Nucleotide sequencing and phylogenetic analysis

The nucleotide sequences of PCR products were obtained by automated dideoxynucleotide cycle sequencing using BigDye Terminator Cycle sequencing kit version 3.1 (Applied Biosystems, Foster City, CA). Sequence scanner software version 2.0 (Applied Biosystems, Foster City, CA) and Bioedit version 7.2.5 (Ibis Biosciences, Carlsbad, CA) were used to check the quality of raw sequences data and to obtain consensus nucleotide sequences from both forward and reverse primers for each of the amplified regions. The obtained consensus nucleotide sequences were used for BLASTn to search for similarity of nucleotide sequences obtained in this study to other nucleotide sequences available at GenBank. The dataset for p72 phylogenetic reconstruction consisted of 38 nucleotide sequences (402 characters), comprising of 4 sequences generated in this study and 34 homologous sequences from GenBank, including ASFV strains previously described in Malawi and genotype II ASFV strains from Tanzania, Zambia, Mozambique, Zimbabwe, Georgia and China, sharing high nucleotide identity with strains described in this study (Table 1).
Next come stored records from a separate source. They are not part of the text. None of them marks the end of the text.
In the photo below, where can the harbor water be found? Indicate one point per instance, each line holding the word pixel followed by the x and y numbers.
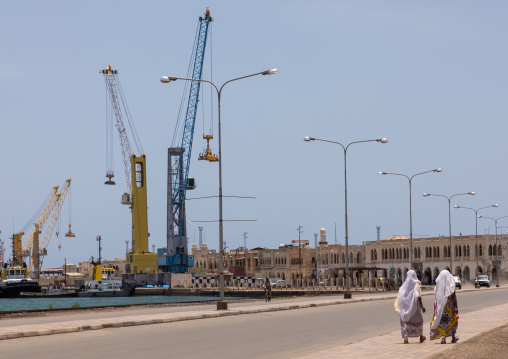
pixel 12 304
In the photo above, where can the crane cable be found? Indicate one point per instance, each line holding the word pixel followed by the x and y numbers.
pixel 182 102
pixel 36 214
pixel 210 129
pixel 110 162
pixel 135 137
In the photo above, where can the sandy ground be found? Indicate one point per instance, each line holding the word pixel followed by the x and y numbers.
pixel 489 345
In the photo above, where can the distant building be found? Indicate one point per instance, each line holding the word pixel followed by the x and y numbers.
pixel 327 262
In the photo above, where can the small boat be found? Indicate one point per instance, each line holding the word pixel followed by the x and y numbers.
pixel 15 279
pixel 103 283
pixel 53 291
pixel 103 288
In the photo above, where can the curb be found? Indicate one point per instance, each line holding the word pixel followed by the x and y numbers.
pixel 229 312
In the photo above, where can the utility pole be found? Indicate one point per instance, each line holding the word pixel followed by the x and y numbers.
pixel 300 253
pixel 245 240
pixel 200 236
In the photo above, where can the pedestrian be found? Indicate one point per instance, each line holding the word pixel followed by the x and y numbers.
pixel 409 305
pixel 268 290
pixel 445 321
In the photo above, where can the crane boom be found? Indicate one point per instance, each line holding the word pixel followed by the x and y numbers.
pixel 54 218
pixel 140 260
pixel 112 84
pixel 41 220
pixel 179 162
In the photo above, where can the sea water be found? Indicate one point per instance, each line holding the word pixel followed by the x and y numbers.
pixel 10 304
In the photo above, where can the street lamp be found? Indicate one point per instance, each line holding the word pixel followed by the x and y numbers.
pixel 449 216
pixel 476 236
pixel 495 265
pixel 222 303
pixel 381 140
pixel 410 179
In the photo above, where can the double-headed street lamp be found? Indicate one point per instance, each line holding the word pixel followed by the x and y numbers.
pixel 476 235
pixel 495 265
pixel 410 179
pixel 222 303
pixel 449 217
pixel 345 148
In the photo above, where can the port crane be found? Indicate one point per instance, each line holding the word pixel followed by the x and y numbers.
pixel 34 249
pixel 139 260
pixel 177 259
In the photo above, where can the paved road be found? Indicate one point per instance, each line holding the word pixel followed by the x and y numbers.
pixel 281 334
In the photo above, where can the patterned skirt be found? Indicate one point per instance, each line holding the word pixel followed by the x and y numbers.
pixel 413 327
pixel 448 323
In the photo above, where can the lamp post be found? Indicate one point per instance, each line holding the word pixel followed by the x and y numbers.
pixel 222 303
pixel 410 179
pixel 345 148
pixel 495 265
pixel 449 216
pixel 476 236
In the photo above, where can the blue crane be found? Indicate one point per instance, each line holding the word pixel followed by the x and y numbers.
pixel 177 259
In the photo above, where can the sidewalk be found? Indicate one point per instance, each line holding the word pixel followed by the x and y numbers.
pixel 391 345
pixel 385 346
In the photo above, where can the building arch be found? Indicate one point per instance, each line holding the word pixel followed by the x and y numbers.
pixel 466 274
pixel 436 273
pixel 427 276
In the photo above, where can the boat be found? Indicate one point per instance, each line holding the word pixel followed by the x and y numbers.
pixel 15 279
pixel 103 283
pixel 53 291
pixel 103 288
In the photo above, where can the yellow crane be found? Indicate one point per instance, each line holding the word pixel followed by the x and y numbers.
pixel 34 249
pixel 39 251
pixel 20 251
pixel 140 260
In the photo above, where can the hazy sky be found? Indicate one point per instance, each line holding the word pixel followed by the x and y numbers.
pixel 431 76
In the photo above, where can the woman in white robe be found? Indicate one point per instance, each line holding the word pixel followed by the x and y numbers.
pixel 409 305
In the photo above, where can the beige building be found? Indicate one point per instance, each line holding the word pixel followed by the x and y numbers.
pixel 326 263
pixel 431 255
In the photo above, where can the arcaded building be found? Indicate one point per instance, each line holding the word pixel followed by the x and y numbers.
pixel 431 255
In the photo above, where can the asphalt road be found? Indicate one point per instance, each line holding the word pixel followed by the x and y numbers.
pixel 283 334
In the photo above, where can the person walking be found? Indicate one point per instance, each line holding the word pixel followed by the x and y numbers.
pixel 409 305
pixel 268 290
pixel 445 321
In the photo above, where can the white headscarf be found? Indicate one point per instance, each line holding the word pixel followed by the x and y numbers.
pixel 445 286
pixel 407 300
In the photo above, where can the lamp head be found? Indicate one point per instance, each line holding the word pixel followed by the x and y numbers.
pixel 270 72
pixel 167 79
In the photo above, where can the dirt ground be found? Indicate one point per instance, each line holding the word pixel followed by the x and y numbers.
pixel 489 345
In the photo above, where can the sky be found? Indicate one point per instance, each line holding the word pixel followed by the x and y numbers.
pixel 431 77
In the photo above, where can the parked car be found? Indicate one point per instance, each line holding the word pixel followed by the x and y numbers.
pixel 458 282
pixel 280 283
pixel 482 281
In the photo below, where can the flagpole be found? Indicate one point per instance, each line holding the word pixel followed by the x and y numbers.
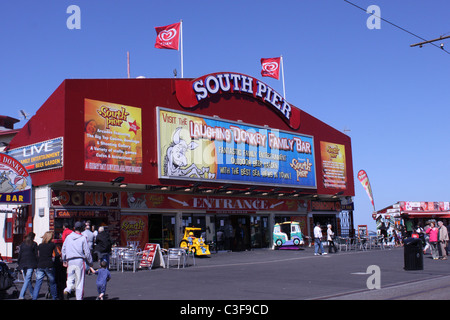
pixel 181 44
pixel 282 75
pixel 128 64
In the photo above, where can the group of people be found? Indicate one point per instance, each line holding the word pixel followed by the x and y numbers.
pixel 79 247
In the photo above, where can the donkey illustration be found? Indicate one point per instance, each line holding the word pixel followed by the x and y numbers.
pixel 5 183
pixel 175 160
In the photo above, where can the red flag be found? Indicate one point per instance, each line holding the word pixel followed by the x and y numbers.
pixel 270 67
pixel 168 37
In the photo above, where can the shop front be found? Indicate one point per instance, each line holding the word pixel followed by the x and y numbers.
pixel 228 223
pixel 407 215
pixel 150 157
The phylogenetic tree construction was performed using Maximum Likelihood method and Kimura 2-parameter model with a bootstrap frequency of 1000 replicates as implemented by MEGA X [56]. The tandem repeat sequences (TRS) in the intergenic region between I73R and I329L genes of the strains characterized in this study were compared with other ASFV strains using CrustalW as implemented in MEGA X [56]. The central variable region nucleotide sequences of our ASFV isolates were translated and coded to obtain signatures based on previously reported codes [18, 34, 57]. A similarity search against other ASFV amino acid sequences was performed using BLASTp.